Швед, вероятно, решил, что по своим умственным способностям его собеседник как раз является типичным героем русских сказок. Гость вынул из кармана записную книжку, карандаш и несколькими быстрыми штрихами набросал облик демона шведских дебрей – округлого серого ежика.
К счастью, швед приехал не только слушать сказки, но и обрабатывать коллекционный материал, хранящийся в нашем отделе. Он допил чай и направился к столу, на котором лежали выданные ему Олегом коробки с синицами.
Я занялся трясогузками, а вскоре вернулся Олег. Он был бледен, серьезен, молчалив и, как мне сначала показалось, расстроен, но потом я понял, что был напуган. Я подумал, что мой начальник нарвался на гнев Генриетты Леопольдовны, и что через полгода над входом и в наш отдел появится известная картина Ватагина. Но оказалось, что в Кунсткамере были вещи и пострашнее директрисы.
* * *
Генриетта Леопольдовна обладала пионерским характером. Не в том смысле, что она носила красный галстук, дудела в горн и била в барабан, а в том, что она любила осваивать новые территории. У нее просто руки чесались расширить Кунсткамеру за счет выселения с сопредельной площади жильцов коммунальной квартиры.
Раньше, на заре советской власти в этих роскошных восьмикомнатных коммунальных апартаментах жили красные профессора. Посреди гигантского коридора стояла старинная чугунная ванна, олицетворявшая прежнее величие и роскошь еще со времен белой профессуры. Ванна была огромная, как бассейн, гордо покоившаяся на ножках, выполненных в форме львиных лап.
От коридора, как боковые галереи жука-короеда, отходили комнаты жильцов. К тому времени, когда директриса положила глаз на эту жилплощадь, здесь оставалось всего несколько сильно выродившихся потомков интеллигентской элиты.
Директриса стремительно расселила пяток стариков и старушек по однокомнатным квартиркам на окраинах Москвы. И вот настал момент, когда в последней жилой комнате коммунальной квартиры осталась всего одна вредная, брюзгливая и капризная старуха, ни за что не желавшая покидать центр Москвы.
Эту твердыню Генриетта Леопольдовна взять штурмом не смогла. А через полгода у директрисы и вовсе пропал боевой запал, и она поручила осаждать последний бастион своим подчиненным. Доверенные лица (одним из которых и был назначен Олег) стали ежедневно вести с жиличкой душеспасительные беседы, увещевая ее сдаться, выехать из коммуналки и тем самым освободить столь нужное для научных коллекций помещение.

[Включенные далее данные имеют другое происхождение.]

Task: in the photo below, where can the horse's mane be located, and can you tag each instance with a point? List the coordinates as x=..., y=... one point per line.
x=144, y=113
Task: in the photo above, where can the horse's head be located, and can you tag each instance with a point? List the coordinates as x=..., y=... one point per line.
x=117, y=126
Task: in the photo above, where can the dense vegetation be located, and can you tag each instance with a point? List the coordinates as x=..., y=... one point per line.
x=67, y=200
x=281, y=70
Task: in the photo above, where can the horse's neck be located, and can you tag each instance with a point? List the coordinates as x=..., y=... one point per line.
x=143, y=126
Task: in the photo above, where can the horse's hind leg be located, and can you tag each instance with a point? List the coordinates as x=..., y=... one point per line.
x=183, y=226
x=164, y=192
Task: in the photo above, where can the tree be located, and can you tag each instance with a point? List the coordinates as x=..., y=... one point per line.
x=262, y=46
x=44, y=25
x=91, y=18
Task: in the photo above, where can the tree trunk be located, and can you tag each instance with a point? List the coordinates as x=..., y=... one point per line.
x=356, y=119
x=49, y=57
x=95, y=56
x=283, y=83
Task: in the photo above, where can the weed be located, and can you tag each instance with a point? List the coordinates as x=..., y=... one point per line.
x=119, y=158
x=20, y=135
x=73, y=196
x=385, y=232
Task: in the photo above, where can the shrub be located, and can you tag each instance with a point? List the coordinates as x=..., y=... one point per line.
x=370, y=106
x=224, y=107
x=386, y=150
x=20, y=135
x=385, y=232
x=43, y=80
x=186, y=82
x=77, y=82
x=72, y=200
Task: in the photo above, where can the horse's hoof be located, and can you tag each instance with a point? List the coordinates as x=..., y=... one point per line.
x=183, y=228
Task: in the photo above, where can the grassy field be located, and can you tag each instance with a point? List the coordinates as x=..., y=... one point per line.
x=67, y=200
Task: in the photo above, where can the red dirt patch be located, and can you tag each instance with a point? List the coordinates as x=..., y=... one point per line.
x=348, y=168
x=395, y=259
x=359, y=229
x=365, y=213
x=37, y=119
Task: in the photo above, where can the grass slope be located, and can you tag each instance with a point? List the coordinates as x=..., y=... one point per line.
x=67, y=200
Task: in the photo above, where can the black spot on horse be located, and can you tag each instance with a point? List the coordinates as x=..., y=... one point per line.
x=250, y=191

Олег даже возил старуху на такси осматривать различные квартиры, но та никак не могла выбрать себе подходящую.
И сегодня неутомимые парламентарии – Олег с напарницей из рыбного отдела – прибыли в коммуналку.
Старуха сидела в готическом кресле у огромного стола и с кислой миной слушала доклад об очередных вариантах обмена и как всегда не соглашалась ни на один из них.
Наконец старухе надоел зудеж парламентариев и она, желая показать, что аудиенция окончена, зачала демонстративно перебирать какой-то хлам, лежащий на столе, а затем, видя, что сотрудники Кунсткамеры не понимают намеков, с раздражением выдвинула ящик и стала копаться в его недрах.
В руках у нее появлялись булавки, пуговицы, лоскутки, костяшки домино, лампочки, елочные игрушки и наконец, оказался, какой-то округлый зеленый ребристый предмет с бурыми проплешинами ржавчины. Старуха стала рассеяно крутить его сухонькими ладошками.
Олегова напарница присмотрелась к игрушке, которой развлекалась их собеседница. И с ужасом обнаружила, что в руках у старухи была граната, предохранительную скобу которой то прижимала, то слегка отпускала последняя обитательница коммуналки.
– Что это у вас бабушка, такое? – спросила она, прервав Олега, расхваливавшего восьмой вариант обмена квартиры.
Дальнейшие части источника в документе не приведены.